Jennifer R. Henrichsen is an Assistant Professor at the Edward R. Murrow College of Communication at Washington State University. She is also an Affiliated Fellow at the Information Society Project at Yale Law School. In August 2021, she received her Ph.D. from the Annenberg School for Communication at the University of Pennsylvania.
Henrichsen's research examines how adversaries exploit weaknesses in the spread of information across organizations and institutions to contaminate the information ecosystem and to erode trust in knowledge systems. Specifically, she assesses how these and other challenges – from state and corporate surveillance to physical and digital attacks against the media – are creating an epistemic crisis for journalism. Her dissertation research examined journalistic intransigence to change and what that means for journalism and its role in democracy.

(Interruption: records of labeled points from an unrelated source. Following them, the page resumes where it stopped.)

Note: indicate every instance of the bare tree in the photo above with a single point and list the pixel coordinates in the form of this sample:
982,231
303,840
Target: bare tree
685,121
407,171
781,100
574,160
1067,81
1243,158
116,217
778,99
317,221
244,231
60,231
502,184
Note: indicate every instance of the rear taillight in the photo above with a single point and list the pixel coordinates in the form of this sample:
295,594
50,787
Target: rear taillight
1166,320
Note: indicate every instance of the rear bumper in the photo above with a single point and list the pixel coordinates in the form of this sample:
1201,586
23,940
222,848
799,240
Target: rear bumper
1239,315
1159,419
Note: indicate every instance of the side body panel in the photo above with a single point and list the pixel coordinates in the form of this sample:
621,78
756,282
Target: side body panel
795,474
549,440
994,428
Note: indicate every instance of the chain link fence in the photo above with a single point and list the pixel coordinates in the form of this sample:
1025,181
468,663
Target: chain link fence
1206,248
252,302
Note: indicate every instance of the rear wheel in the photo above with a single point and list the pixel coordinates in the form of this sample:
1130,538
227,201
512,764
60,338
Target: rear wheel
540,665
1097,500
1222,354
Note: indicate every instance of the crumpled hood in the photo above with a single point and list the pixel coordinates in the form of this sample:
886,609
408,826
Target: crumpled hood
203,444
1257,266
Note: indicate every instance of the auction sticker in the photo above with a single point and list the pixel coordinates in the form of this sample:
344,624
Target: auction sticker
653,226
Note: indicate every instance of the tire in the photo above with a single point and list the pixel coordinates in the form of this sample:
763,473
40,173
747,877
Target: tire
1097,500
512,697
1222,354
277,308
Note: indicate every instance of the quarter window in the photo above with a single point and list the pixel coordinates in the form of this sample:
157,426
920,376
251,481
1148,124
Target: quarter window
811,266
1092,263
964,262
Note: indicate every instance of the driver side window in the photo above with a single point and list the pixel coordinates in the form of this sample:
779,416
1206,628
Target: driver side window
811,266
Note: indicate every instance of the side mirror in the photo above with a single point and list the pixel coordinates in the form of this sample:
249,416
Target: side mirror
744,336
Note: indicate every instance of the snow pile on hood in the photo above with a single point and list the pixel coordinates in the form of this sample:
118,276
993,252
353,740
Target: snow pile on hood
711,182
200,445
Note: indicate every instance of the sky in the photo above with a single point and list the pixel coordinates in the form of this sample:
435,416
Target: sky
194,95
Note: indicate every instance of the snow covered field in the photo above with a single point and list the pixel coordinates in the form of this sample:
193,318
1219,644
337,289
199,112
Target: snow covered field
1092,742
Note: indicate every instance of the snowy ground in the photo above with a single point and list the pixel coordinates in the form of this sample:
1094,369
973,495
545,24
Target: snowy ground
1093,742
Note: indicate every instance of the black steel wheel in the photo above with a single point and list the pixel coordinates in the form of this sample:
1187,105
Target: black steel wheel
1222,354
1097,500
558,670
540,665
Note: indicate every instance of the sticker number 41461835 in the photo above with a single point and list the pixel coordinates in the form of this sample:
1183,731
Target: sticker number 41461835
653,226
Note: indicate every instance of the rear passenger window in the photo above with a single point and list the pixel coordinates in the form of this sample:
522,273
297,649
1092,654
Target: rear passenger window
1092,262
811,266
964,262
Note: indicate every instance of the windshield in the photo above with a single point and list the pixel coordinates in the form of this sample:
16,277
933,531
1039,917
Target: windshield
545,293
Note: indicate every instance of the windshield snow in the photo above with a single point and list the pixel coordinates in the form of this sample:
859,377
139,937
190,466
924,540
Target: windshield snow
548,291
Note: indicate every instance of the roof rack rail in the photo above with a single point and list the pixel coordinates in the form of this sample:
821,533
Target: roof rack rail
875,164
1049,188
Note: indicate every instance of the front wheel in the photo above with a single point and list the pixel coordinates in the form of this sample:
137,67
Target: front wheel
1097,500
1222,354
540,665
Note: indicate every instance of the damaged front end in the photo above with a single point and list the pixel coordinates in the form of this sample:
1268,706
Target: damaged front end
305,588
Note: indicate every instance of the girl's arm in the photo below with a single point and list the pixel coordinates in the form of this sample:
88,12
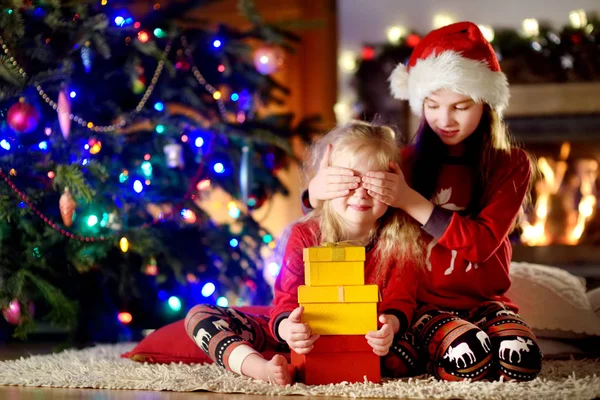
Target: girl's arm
399,295
291,275
478,238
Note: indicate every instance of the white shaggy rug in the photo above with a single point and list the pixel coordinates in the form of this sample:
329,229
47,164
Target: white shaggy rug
100,367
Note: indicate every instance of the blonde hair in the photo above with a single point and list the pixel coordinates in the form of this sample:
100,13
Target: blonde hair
397,236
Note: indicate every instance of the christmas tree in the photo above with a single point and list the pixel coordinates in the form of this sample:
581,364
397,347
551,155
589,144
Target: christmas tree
114,125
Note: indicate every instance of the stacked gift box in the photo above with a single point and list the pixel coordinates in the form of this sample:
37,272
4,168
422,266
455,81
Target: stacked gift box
342,309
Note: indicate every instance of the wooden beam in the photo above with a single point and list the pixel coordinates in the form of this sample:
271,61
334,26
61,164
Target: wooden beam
554,99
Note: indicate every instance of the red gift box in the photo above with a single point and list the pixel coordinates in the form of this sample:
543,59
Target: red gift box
337,358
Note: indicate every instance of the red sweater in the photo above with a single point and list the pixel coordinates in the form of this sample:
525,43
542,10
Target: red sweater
398,286
468,259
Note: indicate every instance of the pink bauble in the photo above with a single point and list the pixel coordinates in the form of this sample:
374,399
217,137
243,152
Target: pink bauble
64,113
268,59
22,117
13,312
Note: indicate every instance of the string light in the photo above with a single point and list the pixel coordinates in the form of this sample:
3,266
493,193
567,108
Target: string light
25,199
143,36
81,121
124,318
222,301
219,168
175,303
203,184
124,244
208,289
200,78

Henrichsen’s research has been published in top peer-reviewed journals, including Digital Journalism, Journalism Practice, Communication, Culture & Critique, and Media, War & Conflict. In 2019, she received a top student paper award from the journalism studies division of the International Communication Association for her paper "Reconceptualizing Indigenous Journalism through Information Poverty Theory.” She twice has been a consultant to UNESCO where she produced global reports on the state of journalism and she has served as a consultant to the Knight Foundation, the MacArthur Foundation, and the Ford Foundation. She is currently on the Advisory Council for the Open Technology Fund and she previously served on the Steering Committee for the Center for Media at Risk at Annenberg. Henrichsen has written articles about journalism and information security for Columbia Journalism Review and Poynter and she was previously a freelance journalist and a political correspondent.
Henrichsen has received fellowships from Yale, Columbia University, the Knight Foundation and First Look Media. A Fulbright Research Scholar, Jennifer holds MA degrees from the University of Geneva and the University of Pennsylvania. In 2011, she co-wrote the book, War on Words: Who Should Protect Journalists? (Praeger) and in 2017 she co-edited the book, Journalism After Snowden: The Future of the Free Press in a Surveillance State (Columbia University Press). She is currently co-editing the book, National Security, Journalism and Law in the Age of Information Warfare, which is forthcoming with Oxford University Press.